In Chapter 4 of this dissertation, lymphoma genetic changes that conferred either sensitivity or resistance to CD20 mAb therapy were examined in a preclinical mouse lymphoma model. An examination of primary lymphomas and extensive lymphoma families demonstrated that sensitivity to CD20 mAb was not regulated by differences in CD20 expression, prior exposure to CD20 mAb, nor serial in vivo passage. An unbiased forward genetic screen of CD20 mAb-resistant and -sensitive lymphomas identified galectin-1 as a significant factor driving CD20 mAb therapy resistance. As lymphomas acquired therapy resistance following serial in vivo passage, galectin-1 expression also increased. Furthermore, inducing lymphoma galectin-1 expression within the tumor microenvironment ablated lymphoma sensitivity to CD20 mAb. Therefore, lymphoma acquisition of galectin-1 expression confers CD20 mAb therapy resistance.

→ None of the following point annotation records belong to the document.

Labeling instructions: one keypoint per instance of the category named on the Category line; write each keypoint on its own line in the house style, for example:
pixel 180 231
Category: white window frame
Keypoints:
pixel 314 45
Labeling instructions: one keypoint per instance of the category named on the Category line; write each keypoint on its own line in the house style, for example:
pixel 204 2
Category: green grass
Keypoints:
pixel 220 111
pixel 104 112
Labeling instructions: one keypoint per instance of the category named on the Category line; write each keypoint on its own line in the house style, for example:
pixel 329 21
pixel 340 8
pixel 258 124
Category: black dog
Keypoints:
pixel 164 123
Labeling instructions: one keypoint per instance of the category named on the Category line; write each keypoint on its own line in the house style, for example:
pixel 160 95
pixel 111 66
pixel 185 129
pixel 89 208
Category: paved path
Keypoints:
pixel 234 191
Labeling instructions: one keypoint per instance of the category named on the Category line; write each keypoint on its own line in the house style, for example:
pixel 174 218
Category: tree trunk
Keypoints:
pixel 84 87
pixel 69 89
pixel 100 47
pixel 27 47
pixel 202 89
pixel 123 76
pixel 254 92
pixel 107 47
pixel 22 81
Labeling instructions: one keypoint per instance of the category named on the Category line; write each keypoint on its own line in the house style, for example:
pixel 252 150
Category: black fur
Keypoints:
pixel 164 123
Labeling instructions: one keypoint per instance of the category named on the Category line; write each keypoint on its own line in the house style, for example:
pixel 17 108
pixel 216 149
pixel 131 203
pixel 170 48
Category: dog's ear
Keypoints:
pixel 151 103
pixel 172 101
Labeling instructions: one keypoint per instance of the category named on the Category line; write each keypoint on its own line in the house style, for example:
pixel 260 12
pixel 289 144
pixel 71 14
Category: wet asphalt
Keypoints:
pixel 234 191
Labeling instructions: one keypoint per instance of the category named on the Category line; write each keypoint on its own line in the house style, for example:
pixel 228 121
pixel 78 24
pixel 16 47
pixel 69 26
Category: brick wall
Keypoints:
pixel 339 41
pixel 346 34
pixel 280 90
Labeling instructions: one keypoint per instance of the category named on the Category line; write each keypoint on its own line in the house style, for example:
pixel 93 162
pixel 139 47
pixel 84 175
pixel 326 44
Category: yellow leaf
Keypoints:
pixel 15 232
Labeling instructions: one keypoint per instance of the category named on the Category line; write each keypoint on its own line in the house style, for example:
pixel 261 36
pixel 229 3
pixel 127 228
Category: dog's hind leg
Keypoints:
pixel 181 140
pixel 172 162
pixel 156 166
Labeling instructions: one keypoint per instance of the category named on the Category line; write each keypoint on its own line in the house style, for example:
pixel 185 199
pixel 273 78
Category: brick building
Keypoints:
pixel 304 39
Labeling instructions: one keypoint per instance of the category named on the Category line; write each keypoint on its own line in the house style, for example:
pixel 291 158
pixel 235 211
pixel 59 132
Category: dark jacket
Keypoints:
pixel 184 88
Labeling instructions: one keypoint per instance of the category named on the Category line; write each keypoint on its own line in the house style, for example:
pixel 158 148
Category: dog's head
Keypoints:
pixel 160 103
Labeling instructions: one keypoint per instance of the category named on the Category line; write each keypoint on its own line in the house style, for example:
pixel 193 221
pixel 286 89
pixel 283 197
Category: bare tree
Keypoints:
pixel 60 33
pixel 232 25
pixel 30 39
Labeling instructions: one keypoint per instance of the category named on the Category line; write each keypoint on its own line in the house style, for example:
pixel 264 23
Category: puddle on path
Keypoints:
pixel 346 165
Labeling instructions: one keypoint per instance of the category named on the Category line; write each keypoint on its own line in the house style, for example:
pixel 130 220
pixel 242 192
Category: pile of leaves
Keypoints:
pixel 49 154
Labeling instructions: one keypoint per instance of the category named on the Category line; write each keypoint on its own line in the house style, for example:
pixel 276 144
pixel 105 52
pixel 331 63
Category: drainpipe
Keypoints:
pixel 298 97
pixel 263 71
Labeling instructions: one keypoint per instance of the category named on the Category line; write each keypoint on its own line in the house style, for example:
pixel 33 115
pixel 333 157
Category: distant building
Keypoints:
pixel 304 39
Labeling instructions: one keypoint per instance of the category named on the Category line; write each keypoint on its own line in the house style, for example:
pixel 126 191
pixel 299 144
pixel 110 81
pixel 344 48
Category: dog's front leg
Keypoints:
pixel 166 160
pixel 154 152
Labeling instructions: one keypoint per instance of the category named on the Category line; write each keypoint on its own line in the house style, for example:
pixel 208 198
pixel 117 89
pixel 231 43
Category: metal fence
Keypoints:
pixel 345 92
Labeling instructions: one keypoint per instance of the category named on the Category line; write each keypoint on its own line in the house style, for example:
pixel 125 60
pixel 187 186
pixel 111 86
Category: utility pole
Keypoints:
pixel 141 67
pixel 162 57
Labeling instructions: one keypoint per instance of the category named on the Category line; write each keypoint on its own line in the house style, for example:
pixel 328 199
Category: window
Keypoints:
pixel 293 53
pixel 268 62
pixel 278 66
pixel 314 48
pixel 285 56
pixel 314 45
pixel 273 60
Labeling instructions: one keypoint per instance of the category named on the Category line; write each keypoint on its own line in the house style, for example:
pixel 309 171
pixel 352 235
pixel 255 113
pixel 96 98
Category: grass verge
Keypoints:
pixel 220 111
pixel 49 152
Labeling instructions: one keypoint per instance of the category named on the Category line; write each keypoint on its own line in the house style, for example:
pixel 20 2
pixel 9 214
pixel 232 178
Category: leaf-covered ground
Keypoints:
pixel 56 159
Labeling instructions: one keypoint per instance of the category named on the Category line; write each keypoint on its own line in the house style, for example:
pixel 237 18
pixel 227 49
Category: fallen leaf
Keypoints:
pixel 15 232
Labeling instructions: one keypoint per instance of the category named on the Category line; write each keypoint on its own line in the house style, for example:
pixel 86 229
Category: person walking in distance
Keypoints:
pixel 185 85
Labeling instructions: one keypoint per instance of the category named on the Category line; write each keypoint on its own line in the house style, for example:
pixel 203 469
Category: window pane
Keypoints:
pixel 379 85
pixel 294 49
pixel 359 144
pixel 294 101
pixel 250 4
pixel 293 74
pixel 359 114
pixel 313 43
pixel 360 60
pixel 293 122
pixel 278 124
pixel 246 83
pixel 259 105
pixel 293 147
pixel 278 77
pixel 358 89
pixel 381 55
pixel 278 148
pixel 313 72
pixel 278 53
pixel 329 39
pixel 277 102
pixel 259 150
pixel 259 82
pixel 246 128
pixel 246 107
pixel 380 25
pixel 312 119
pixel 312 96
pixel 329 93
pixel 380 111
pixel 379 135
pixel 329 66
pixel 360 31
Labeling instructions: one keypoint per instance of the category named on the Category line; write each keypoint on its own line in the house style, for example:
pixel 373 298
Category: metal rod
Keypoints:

In Chapter 5 of this dissertation, the distinct germline components that control the efficacy of host CD20 mAb-dependent B cell and lymphoma depletion were evaluated using genetically distinct lab mouse strains. Variations in B cell depletion by CD20 mAb among several lab mouse strains were observed, where 129 mice had significantly impaired mAb-dependent depletion of endogenous B cells and primary lymphomas relative to B6 mice. An unbiased forward genetic screen of mice revealed that a 1.5 Mbp region of Chromosome 12 that contains mycn significantly altered CD20 mAb-dependent lymphoma depletion. Elevated mycn expression enhanced mAb-dependent B cell depletion and lymphoma phagocytosis and correlated with higher macrophage numbers. Thus, host genetic variations in mycn expression in macrophages alter the outcome of Ab-dependent depletion of endogenous and malignant cells.
These studies collectively demonstrate that B cells are required for effective cellular immune responses during infection and identified factors that alter the effectiveness of mAb-dependent B cell depletion. This research also established and validated an unbiased forward genetics approach to identify the totality of host and tumor-intrinsic factors that influence mAb therapy in vivo. The findings of these studies ultimately urge careful consideration in the clinical application of B cell depletion therapies.